Nowadays it’s made in small factories just along the coast in the fishing village of Cetara, where the smell of anchovies is solid like bricks. In the Nettuno Cetara factory, a mammoth workforce of three staff extracts colatura from salt-crusted barrels of fermented anchovies – in such small quantities that it is hardly found anywhere else.
Vincenzo Giordano, whose father set up the Nettuno factory in the Fifties, enthusiastically tells me how colatura is made – and it’s pleasingly simple. Fresh anchovies are filleted and placed in small barrels in layers of alternating directions, with lots of salt. A large stone sits on a wooden cover, then over the next six months to three years, juices rise over the cover. A hole is made at the bottom of the barrel and the harmonic liquor filters through, dripping out.
If you ever get your hands on a bottle, you can drizzle it on fish or meat tartare, vegetables and even pizza.

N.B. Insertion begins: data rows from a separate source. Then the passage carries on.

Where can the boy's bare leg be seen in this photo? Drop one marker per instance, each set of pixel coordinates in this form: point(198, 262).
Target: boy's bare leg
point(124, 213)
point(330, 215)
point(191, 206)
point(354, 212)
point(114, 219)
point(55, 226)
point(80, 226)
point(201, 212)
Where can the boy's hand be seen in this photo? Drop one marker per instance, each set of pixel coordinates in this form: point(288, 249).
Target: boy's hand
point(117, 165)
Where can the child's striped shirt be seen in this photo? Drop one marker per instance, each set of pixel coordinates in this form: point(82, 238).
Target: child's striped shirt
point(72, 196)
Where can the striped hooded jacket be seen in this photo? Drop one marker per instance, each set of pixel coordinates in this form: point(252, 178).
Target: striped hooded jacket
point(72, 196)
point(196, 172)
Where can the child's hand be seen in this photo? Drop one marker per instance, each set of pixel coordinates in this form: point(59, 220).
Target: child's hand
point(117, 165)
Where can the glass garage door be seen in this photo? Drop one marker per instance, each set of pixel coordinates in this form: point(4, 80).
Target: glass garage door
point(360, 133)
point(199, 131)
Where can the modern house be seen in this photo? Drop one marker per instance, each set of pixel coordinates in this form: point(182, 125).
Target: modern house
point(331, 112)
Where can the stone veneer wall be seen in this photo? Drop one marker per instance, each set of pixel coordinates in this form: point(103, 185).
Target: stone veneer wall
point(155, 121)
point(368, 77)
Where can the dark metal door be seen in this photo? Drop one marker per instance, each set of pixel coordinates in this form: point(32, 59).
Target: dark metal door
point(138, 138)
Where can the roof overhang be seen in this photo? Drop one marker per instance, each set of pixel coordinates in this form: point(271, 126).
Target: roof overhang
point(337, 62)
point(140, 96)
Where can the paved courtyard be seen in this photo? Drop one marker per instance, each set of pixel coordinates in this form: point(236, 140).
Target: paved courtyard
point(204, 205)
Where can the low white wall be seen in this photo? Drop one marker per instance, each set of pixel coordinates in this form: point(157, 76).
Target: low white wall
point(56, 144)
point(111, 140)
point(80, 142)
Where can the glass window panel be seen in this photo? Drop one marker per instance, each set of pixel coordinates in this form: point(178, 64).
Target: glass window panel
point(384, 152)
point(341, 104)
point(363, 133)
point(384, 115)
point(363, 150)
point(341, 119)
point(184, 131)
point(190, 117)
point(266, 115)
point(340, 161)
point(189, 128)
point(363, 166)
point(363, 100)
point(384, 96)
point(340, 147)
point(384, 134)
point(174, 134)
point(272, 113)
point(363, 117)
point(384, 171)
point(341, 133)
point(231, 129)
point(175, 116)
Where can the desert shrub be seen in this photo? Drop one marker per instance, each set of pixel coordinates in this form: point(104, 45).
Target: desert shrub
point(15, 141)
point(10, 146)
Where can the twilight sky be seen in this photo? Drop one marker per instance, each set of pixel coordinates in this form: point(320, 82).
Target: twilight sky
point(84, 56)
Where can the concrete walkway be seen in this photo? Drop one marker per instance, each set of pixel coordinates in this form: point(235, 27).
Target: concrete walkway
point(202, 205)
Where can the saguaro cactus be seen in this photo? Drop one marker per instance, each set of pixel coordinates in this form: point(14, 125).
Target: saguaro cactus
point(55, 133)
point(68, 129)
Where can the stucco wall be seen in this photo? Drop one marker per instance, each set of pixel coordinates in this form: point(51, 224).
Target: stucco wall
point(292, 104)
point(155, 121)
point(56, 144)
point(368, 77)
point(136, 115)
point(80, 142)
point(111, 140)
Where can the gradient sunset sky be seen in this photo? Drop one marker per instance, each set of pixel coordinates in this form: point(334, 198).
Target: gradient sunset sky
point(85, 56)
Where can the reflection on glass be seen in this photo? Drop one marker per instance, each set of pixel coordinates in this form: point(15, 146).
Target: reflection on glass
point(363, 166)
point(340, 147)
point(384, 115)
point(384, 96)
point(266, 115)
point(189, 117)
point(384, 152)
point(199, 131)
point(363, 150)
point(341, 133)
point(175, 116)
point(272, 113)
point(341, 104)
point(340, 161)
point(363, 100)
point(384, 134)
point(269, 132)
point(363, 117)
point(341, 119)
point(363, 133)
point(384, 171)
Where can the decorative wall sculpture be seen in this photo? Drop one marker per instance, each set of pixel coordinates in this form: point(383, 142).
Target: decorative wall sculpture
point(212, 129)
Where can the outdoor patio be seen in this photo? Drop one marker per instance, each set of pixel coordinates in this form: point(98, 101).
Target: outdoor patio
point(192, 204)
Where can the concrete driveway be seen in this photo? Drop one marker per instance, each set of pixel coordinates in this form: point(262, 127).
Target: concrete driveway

Vincenzo says any waste from the anchovies is used to make feed for fish farms. I’m pleased that it’s a closed loop system, but I’m still highly sceptical about the environmental costs of all farmed fish.
Anchovies, however, aren’t farmed. They’re also not currently overfished in the Mediterranean and swim close to the surface, meaning fishers don’t have to trawl for them.
They’re something special on the Amalfi coast – when fresh, they’re seen as a test for top chefs, Gennaro says, because they have to be cleaned of blood quickly before the fishy smell sets in, then filleted delicately so as not to lose the meat. They shouldn’t taste very strong.
If you do go to Cetara, visit Pasquale – the town’s Spiro Hakiaopulos. Genial and a little mischievous, he’s the chef at Al Convento restaurant, who will serve you a whole terrifying basilisk of cod from a copper pan.
It’s not really scary – it’s beautifully fresh, and drowned in buttery sauce and pieces of sfusato d’Amalfi – the name of the lemons here. A waiter also fillets it for you. After eating spaghetti alla colatura, platters of battered seafood and three plates of anchovies… well I think you’ll like Cetara too.
There is doubtless more food to discover in the lesser trodden parts of the Amalfi coast, such as in the town of Conca dei Marini, where pennette pasta is eaten with shining, fat cherry piennolo tomatoes that are stored in the dark for up to a year, maturing and lapping up the sea air. Costa d’Amalfi, I’ll be back – but by train.